Although she makes it her business to rescue, reform, or simply clean up numerous of her relatives, it is Elfine who interests Flora first. Elfine is wild, unschooled, fleet of foot, long of hair, and writes poetry and loves communing with nature. She is also tremulously attached to nice but dim Richard Hawk-Monitor, one of the county set, and Flora sees that she needs to be taken in hand, tidied up, and divested of poetry, before she can be acceptable to the Hawk-Monitors, and before she goes entirely to the bad and opens a little craft shop in Brighton.
Cold Comfort Farm is hilarious, a comedy classic since its first publication in 1932. Stella Gibbons did write a number of other books, interesting and quirky and touching in various ways, but this one's the masterpiece. In many places it's a parody of the fashionable nature novelists of the time, people like D.H. Lawrence, one of whom appears in the novel as Mr Mybug. He sees sex everywhere: the buds are nipples, the hills are breasts, the earth is a womb; and this fashionable conversation is just boring to sensible Flora.

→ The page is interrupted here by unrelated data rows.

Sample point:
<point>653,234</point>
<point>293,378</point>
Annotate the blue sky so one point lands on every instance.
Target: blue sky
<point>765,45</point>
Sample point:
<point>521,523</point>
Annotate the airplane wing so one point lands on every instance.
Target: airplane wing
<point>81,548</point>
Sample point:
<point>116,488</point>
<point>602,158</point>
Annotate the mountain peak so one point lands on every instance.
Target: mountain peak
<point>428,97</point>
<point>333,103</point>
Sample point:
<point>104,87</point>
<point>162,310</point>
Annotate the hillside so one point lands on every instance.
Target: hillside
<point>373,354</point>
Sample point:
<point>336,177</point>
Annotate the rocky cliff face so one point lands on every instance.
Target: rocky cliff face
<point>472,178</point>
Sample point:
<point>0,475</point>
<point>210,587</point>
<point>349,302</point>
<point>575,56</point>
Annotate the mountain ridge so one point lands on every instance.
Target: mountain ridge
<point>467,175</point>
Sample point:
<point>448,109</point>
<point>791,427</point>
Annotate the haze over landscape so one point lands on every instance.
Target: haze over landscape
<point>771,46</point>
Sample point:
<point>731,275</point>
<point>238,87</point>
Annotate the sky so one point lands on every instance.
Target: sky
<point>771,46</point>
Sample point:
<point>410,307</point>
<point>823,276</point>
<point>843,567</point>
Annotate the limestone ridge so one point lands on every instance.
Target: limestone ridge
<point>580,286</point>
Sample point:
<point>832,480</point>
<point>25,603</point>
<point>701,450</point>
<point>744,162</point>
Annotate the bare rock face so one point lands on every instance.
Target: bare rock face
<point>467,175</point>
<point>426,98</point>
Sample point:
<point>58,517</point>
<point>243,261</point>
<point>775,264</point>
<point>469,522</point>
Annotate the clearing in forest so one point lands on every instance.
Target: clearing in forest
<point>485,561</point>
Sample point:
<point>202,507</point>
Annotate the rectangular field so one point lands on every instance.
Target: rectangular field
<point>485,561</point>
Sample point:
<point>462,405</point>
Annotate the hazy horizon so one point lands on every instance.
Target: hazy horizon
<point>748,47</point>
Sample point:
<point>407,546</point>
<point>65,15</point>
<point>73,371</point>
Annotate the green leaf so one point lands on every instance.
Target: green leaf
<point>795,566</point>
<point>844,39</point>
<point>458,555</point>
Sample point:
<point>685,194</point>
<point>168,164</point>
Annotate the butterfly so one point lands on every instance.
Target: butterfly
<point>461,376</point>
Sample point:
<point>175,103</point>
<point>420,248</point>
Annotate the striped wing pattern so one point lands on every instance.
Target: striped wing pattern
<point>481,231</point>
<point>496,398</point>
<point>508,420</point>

Kenneth Williams did a classic radio recording of the book. He does the deep Sussex rural accent (all gone: Sussex is practically London now) with inimitable relish, Seth's purring, manly, animalistic tones, and Aunt Ada Doom's querulous, mad, horrorstruck "I saw something nasty in the woodshed!", and old Adam's idiotic, fearstruck "Nay, niver say that, Robert Poste's child!" all to perfection.
For some odd reason Stella Gibbons set it in the near future - 1950, perhaps. So we get video telephones and personal aeroplanes playing a minor part in the plot, but nothing essential, just another distancing element. To make the reviewers' jobs easier she marked particularly literary bits of (parodic) description with one, two, or three stars according to the system of Mr Baedeker.